Wednesday, February 17, 2016

Gertrude Stein and Charles Bernstein


This week, I decided I needed some help from patriarchal poetry experts to try to gain insight into what Stein was doing in “Patriarchal Poetry.” Criticism helped quite a bit, which may or may not make Stein roll in her grave. When I went back to the poem for closer examination, I realized how it constantly called me to question my own expectations when approaching a text. In a more general sense, how do I expect words to function when they are combined with other words? To give a partial answer, I guess I expect words to function differently than they do in “Patriarchal Poetry.”

For me, words usually require other words to “mean” something, which I think suggests a direct relation to Stein’s project. “Patriarchal Poetry” is preoccupied with the way “meaning” is constructed in everyday speech. Stein subverts my expectations by experimenting with word combinations that only appear to take me further down the black hole of language… how do I read “Patriarchal Poetry” without asking the No-No Question (what the heck does it mean)? To use an example, Stein’s use of repetition does not do what I expect it do. I want to find the poem’s use of repetition so I can point to emphatic moments. Usually, this is where “meaning” is pronounced. Instead, when I read a line like: “Made a mark remarkable made a remarkable interpretation made a remarkable made a remarkable made a remarkable interpretation,” the word remarkable is now anything but remarkable. In fact, its repetition seems to have emptied it of meaning completely. I think this is Stein’s point. I’d say more but I must now compare her to a contemporary poet, because I’m getting a bit wordy myself.

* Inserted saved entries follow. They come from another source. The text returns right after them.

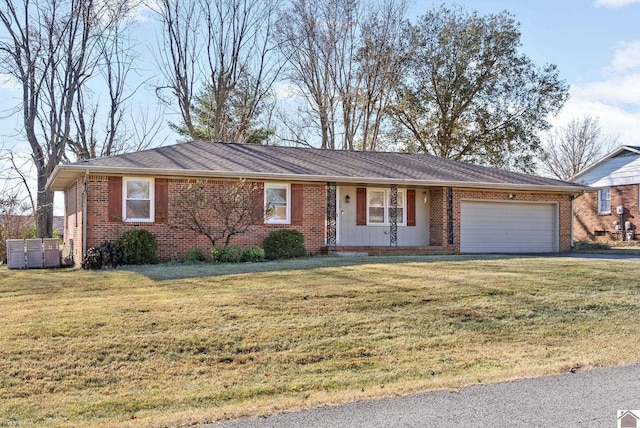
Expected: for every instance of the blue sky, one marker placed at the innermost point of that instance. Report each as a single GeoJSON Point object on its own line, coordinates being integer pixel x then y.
{"type": "Point", "coordinates": [596, 46]}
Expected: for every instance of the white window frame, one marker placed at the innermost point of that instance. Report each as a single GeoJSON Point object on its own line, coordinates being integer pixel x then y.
{"type": "Point", "coordinates": [601, 208]}
{"type": "Point", "coordinates": [152, 202]}
{"type": "Point", "coordinates": [287, 187]}
{"type": "Point", "coordinates": [402, 220]}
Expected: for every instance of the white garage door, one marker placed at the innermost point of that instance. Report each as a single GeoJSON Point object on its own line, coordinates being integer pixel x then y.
{"type": "Point", "coordinates": [508, 227]}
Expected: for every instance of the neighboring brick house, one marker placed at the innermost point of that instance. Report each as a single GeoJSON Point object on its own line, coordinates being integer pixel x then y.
{"type": "Point", "coordinates": [612, 212]}
{"type": "Point", "coordinates": [351, 201]}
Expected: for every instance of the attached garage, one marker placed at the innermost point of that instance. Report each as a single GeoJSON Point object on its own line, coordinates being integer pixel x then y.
{"type": "Point", "coordinates": [508, 227]}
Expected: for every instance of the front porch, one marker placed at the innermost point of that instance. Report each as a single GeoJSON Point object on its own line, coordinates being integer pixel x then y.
{"type": "Point", "coordinates": [385, 250]}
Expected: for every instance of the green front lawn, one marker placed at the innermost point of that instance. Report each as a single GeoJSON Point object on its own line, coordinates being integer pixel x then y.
{"type": "Point", "coordinates": [178, 344]}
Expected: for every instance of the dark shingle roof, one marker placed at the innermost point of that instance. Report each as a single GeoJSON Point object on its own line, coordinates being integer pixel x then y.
{"type": "Point", "coordinates": [199, 158]}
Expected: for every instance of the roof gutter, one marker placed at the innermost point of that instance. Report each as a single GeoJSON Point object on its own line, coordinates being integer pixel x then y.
{"type": "Point", "coordinates": [79, 169]}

Charles Bernstein also likes to play with language, and he also uses repetition in the poem “Before You Go.” In his poem, the repeated phrase calls attention to itself rhythmically, appearing at the end of each line. Alongside different words, each line’s repetition of “before you go” suggests a different meaning. Towards the end of the poem, Bernstein removes one letter at the end of the phrase in each successive line:

Devil’s grail, face of fate, before you go.
Suspended de-animation, recalcitrant fright, before you g
Everything so goddamn slow, before you
Take me now, I’m feelin’ low, before yo
Just let me unhitch this tow, before y
One more stitch still to sew, before
Calculus hidden deep in snow, befor
Can’t hear, don’t say, befo
Lie still, who sings this song, bef
A token, a throw, a truculent pen, be
Don’t know much, but that I do, b
Two lane blacktop, undulating light

The poem's very last line is the only one without any remnant of the repeated phrase “before you go,” and the lines leading up to the end delineate its erasure. This was kind of cool, because the phrase was still reverberating in my head even though it wasn’t there any more.